Repository files navigation

logo

Native WALA implementation of source code analysis tool for Enterprise Java Applications.

codeanalyzer extracts a comprehensive symbol table and call graph from Java applications and emits them either as the canonical analysis.json, or as a Neo4j property graph (--emit neo4j) — a graph.cypher snapshot or a live, incremental push over Bolt. See §4. Neo4j graph output.

Quick install

Grab the latest release jar and a codeanalyzer launcher (requires a Java 11+ runtime):

curl --proto '=https' --tlsv1.2 -LsSf https://github.com/codellm-devkit/codeanalyzer-java/releases/latest/download/codeanalyzer-installer.sh | sh
# or with wget:
wget -qO- https://github.com/codellm-devkit/codeanalyzer-java/releases/latest/download/codeanalyzer-installer.sh | sh

Overrides: CODEANALYZER_INSTALL_DIR (default ~/.local/bin), CODEANALYZER_VERSION (default latest). Prefer to build from source? See §2. Building codeanalyzer.

1. Prerequisites

Before you begin, ensure you have met the following requirements:

  • You have a Linux/MacOS/WSL machine.
  • You have installed the latest version of SDKMan!

1.1. Install SDKMan!

  1. Install SDKMan! Open your terminal and enter the following command:

    curl -s "https://get.sdkman.io" | bash

    Follow the on-screen instructions to complete the installation.

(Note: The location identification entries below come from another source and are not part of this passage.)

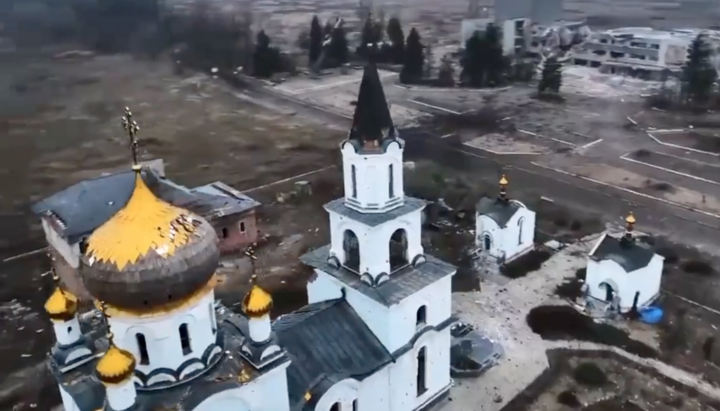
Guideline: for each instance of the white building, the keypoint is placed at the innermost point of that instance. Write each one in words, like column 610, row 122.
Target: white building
column 623, row 272
column 374, row 337
column 504, row 228
column 640, row 51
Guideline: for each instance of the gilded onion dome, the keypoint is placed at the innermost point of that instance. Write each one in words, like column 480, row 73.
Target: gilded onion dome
column 150, row 252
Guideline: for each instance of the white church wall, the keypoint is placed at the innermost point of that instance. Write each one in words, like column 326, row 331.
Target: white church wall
column 403, row 373
column 375, row 315
column 268, row 392
column 369, row 186
column 512, row 240
column 162, row 335
column 70, row 252
column 436, row 300
column 68, row 401
column 374, row 242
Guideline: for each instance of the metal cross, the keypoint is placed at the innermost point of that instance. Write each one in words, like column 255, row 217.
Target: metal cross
column 131, row 127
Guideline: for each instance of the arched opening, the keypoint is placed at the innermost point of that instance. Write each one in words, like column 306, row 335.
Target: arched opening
column 521, row 222
column 353, row 177
column 185, row 339
column 421, row 316
column 421, row 383
column 609, row 292
column 391, row 182
column 142, row 349
column 398, row 250
column 351, row 246
column 487, row 242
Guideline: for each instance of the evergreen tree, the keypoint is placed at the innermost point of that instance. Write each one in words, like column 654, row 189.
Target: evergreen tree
column 551, row 76
column 474, row 68
column 698, row 75
column 397, row 40
column 413, row 58
column 316, row 40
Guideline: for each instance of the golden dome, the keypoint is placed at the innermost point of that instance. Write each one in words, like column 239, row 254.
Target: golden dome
column 116, row 365
column 144, row 224
column 257, row 302
column 630, row 219
column 61, row 306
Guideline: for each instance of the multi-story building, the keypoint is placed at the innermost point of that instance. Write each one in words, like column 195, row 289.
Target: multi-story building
column 640, row 51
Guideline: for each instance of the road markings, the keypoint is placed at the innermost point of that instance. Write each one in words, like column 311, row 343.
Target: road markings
column 662, row 143
column 627, row 190
column 632, row 160
column 435, row 107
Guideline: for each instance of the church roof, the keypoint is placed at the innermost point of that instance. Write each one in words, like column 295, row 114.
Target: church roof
column 498, row 210
column 630, row 256
column 402, row 283
column 327, row 340
column 372, row 119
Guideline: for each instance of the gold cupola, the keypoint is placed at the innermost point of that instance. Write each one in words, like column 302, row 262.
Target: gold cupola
column 61, row 306
column 117, row 365
column 150, row 253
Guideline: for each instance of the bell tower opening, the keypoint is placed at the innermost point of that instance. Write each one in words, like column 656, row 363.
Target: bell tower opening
column 398, row 250
column 351, row 247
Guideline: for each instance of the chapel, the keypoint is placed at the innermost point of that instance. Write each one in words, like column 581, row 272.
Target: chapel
column 375, row 335
column 504, row 227
column 623, row 272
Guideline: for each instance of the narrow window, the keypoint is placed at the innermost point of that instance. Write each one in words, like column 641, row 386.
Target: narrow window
column 391, row 182
column 353, row 176
column 213, row 322
column 421, row 387
column 421, row 316
column 185, row 339
column 142, row 348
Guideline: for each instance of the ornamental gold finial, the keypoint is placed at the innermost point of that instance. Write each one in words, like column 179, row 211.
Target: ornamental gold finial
column 132, row 128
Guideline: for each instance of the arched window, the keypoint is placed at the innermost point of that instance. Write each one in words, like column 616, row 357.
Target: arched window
column 185, row 339
column 142, row 349
column 421, row 316
column 521, row 222
column 353, row 177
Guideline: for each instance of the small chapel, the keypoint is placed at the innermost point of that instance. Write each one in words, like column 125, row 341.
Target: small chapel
column 375, row 335
column 622, row 272
column 504, row 227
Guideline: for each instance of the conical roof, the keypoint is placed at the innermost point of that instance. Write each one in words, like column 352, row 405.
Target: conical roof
column 372, row 120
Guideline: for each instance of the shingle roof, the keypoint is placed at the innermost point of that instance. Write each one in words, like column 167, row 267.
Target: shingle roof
column 630, row 256
column 327, row 340
column 498, row 210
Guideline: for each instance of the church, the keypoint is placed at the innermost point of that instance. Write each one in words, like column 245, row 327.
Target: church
column 375, row 335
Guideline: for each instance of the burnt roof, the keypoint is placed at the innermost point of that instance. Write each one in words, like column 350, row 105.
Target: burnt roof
column 372, row 120
column 630, row 255
column 327, row 340
column 85, row 206
column 500, row 211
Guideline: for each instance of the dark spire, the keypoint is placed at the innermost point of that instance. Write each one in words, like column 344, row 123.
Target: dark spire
column 372, row 121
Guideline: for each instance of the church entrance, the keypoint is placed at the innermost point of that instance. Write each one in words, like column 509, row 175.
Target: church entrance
column 398, row 250
column 609, row 292
column 351, row 247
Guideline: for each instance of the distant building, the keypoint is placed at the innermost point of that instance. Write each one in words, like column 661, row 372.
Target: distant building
column 640, row 51
column 505, row 228
column 623, row 273
column 68, row 217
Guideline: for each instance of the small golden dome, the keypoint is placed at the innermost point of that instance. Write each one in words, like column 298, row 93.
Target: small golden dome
column 61, row 306
column 630, row 219
column 257, row 302
column 116, row 366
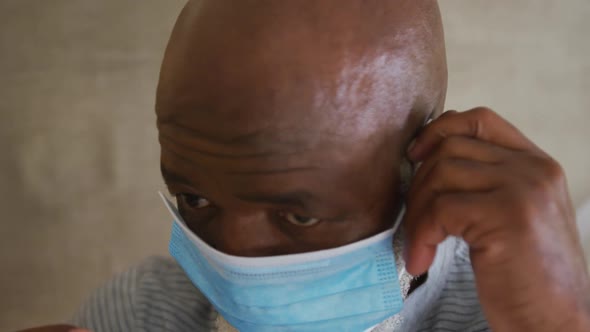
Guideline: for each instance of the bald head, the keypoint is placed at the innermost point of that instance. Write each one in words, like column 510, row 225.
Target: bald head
column 259, row 87
column 360, row 64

  2. Open a new terminal or source the SDKMan! scripts:

    source "$HOME/.sdkman/bin/sdkman-init.sh"

2. Building codeanalyzer

2.1. Install Java 11 or above

  1. You can list all available GraalVM versions with:

    sdk list java | grep sem

    You should see the following:

     Semeru     |     | 21.0.2       | sem     |            | 21.0.2-sem
                |     | 21.0.1       | sem     |            | 21.0.1-sem
                |     | 17.0.10      | sem     |            | 17.0.10-sem
                |     | 17.0.9       | sem     |            | 17.0.9-sem
                |     | 11.0.22      | sem     | installed  | 11.0.22-sem
                |     | 11.0.21      | sem     |            | 11.0.21-sem
    
  2. Install Java 11 or above (we'll go with 17.0.10-sem):

    sdk install java 17.0.10-sem
  3. Set Java 17 as the current Java version:

    sdk use java 17.0.10-sem

2.2. Build codeanalyzer

Clone the repository (if you haven't already) and navigate into the cloned directory.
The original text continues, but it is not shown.